Grabbed it just before the spark leapt free and hunted out the well-stacked memories of my dreams and my learning.

It is by Ray Bradbury.

I read it as the storm clouds darken, as the fire goes white and then whiter still with the heat. I am not rushing, but already I am halfway through.

I have read it before, but do not recall the feel of it being quite this way. It shocked before, certainly, but seemed somehow far-fetched. I think perhaps I did not want to face it. Now, it has a desperate urgent honesty about it. Not science fiction, but history almost.

This has already come to pass, I say out loud, and inhale smoke.

My words barely form a status update, barely constitute a tweet.

They are so insubstantial that I repeat them, repeat them, repeat them, all the while inhaling inhaling inhaling and coughing and coughing and coughing and It has already come to pass I call out with rusty undervalued vocal cords, and tears turn black upon my cheeks. I know because I raise my fingers to them, examine, through the haze, the tips.

Ink.

Weeping ink and breathing fire. I am become, already, a brace of mythic, fantastic things. Dragons and books.
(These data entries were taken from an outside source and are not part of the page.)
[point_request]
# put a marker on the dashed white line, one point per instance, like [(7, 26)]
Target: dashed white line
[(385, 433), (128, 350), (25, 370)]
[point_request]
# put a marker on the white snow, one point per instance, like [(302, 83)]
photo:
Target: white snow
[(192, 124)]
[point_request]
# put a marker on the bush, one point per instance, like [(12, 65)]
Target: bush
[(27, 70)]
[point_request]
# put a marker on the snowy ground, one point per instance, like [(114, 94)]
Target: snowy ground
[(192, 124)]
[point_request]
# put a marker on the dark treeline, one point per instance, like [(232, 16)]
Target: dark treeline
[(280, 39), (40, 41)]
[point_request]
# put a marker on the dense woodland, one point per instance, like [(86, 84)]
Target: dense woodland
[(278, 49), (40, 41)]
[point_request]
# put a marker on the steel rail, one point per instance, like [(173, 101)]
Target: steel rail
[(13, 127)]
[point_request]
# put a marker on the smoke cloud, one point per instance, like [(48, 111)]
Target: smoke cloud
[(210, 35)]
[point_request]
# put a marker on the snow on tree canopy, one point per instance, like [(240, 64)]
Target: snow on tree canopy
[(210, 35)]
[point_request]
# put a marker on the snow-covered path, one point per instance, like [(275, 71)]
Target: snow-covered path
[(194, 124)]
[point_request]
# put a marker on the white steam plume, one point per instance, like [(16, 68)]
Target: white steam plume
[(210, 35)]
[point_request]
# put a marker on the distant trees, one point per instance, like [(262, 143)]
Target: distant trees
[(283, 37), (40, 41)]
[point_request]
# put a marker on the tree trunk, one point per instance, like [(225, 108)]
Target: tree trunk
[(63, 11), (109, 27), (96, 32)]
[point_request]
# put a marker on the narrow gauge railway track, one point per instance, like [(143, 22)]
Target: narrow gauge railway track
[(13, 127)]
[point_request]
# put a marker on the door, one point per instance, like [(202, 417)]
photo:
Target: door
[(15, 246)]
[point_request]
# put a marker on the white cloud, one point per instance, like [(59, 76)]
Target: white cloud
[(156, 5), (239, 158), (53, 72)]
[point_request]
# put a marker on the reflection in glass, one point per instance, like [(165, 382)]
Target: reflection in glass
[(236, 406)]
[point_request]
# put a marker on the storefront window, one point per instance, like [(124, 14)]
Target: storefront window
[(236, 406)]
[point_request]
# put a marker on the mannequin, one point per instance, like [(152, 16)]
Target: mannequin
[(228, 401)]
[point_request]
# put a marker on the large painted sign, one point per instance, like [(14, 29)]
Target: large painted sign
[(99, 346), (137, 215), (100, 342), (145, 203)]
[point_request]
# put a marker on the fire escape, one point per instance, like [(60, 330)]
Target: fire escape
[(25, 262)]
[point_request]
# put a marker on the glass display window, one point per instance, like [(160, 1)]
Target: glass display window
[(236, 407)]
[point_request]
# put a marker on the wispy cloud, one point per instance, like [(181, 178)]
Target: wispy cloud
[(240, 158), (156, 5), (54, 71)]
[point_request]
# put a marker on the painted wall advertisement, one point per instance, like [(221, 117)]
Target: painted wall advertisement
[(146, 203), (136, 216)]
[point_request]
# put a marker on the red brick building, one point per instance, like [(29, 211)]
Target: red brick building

I am scared to reach up to my forehead lest I find a horn, scared to look down at my legs lest I discover them fused and sequined all across with scales and remnant sheen of ocean. Seaweed wrapped around me, crackling and jumping just like popcorn in the heat.

I read, I read.

I write.

I think.

I mourn.

I think.

I feel.

I feel

funny

faint

fey

foolhardy

forgettable

forgetful

fallible

flammable

false

forgetting everything

forgotten in and of myself

and now the clouds have sunk so low that I must crouch, even as I sense my hair catch aflame the same as paper. Even as it hurts, I find a balm, a panacea in that. To be like paper. To be capable of holding thoughts, of showing them, of yellowing and weakening with age and yet still retaining most of what I know or knew. Of coming from a seedling, and then being malleable enough to return at final page’s closing to compostable matter, fed back, with dignity, into the soil, to form a bed from which other seedlings might arise and other paper thereby be acquired, and acted on, and added to, and written on and read and read and read.

And on all fours now, I struggle to maintain focus, and my ink drops down and runs and swims around on top of that already printed, and I rapid-breathe the enormous hulk, the awesome mass of shadow that the books expel once they’re done burning. They fill my lungs and crowd and jostle in my blood, and they are, undoubtedly, a part of me, and becoming moreso by the moment.  

I read.

I lay down prone, the clothes upon my back incinerating.

I read.

I sweat ink as well as weeping it, and all of it is steam as soon as it hits surface, rising to meet the weighty pall halfway.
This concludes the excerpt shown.